Sociology professor William Kelly recognizes a problematic trend in these cases. Such individuals may not be completely capable of understanding their actions. If this is true, “mens rea” should provisionally protect them from prosecution.

“Who with a mental health problem might be able or might not be able to form the requisite intent?” Kelly asked. “There’s no movement in the direction of trying to take ‘mens rea’ seriously.”

Juveniles cannot legally have full criminal intent due to their not fully developed brains. Those with neurodevelopmental disorders that inhibit their intentionality lack these protections. We should be protecting these groups in the same way that we now protect juveniles.
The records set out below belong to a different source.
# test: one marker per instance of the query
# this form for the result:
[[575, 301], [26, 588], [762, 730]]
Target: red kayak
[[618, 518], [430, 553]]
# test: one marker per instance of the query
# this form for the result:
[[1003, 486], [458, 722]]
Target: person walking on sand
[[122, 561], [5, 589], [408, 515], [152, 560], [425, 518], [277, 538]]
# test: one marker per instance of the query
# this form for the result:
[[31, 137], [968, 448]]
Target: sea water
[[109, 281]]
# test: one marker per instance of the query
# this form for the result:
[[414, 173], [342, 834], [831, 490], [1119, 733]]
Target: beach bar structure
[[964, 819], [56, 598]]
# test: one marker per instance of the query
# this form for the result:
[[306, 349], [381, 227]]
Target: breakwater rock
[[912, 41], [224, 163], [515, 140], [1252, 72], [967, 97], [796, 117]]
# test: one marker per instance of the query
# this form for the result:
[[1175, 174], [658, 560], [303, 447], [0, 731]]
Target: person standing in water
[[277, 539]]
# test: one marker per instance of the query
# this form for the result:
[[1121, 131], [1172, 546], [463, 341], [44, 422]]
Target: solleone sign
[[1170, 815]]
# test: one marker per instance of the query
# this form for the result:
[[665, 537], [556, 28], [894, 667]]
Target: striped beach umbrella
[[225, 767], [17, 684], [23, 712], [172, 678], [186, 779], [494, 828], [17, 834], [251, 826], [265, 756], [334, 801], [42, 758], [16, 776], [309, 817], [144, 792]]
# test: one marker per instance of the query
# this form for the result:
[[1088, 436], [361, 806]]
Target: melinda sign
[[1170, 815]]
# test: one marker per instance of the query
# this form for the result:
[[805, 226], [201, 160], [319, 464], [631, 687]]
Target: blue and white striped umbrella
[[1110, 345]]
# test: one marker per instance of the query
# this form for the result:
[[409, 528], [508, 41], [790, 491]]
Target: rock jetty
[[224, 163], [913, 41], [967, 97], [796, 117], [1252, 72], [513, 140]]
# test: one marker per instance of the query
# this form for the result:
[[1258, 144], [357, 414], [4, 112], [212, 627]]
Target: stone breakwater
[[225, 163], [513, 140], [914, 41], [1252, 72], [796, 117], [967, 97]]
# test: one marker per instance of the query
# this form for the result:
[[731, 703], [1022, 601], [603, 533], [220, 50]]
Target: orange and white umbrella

Now, I am not advising that we let every criminal who may have such problems run free, but we should reform the system to help them with their problems. We should clinically diagnose and psychiatrically help the mentally ill. We should treat people who need help as people who need help.

But instead of doing these things, we keep 10 times as many mentally ill persons in prison than in hospitals. We execute the mentally ill when they do not fully understand the gravity of their actions. When people are sick, we do not give them help; we give them an orange jumpsuit and a final meal.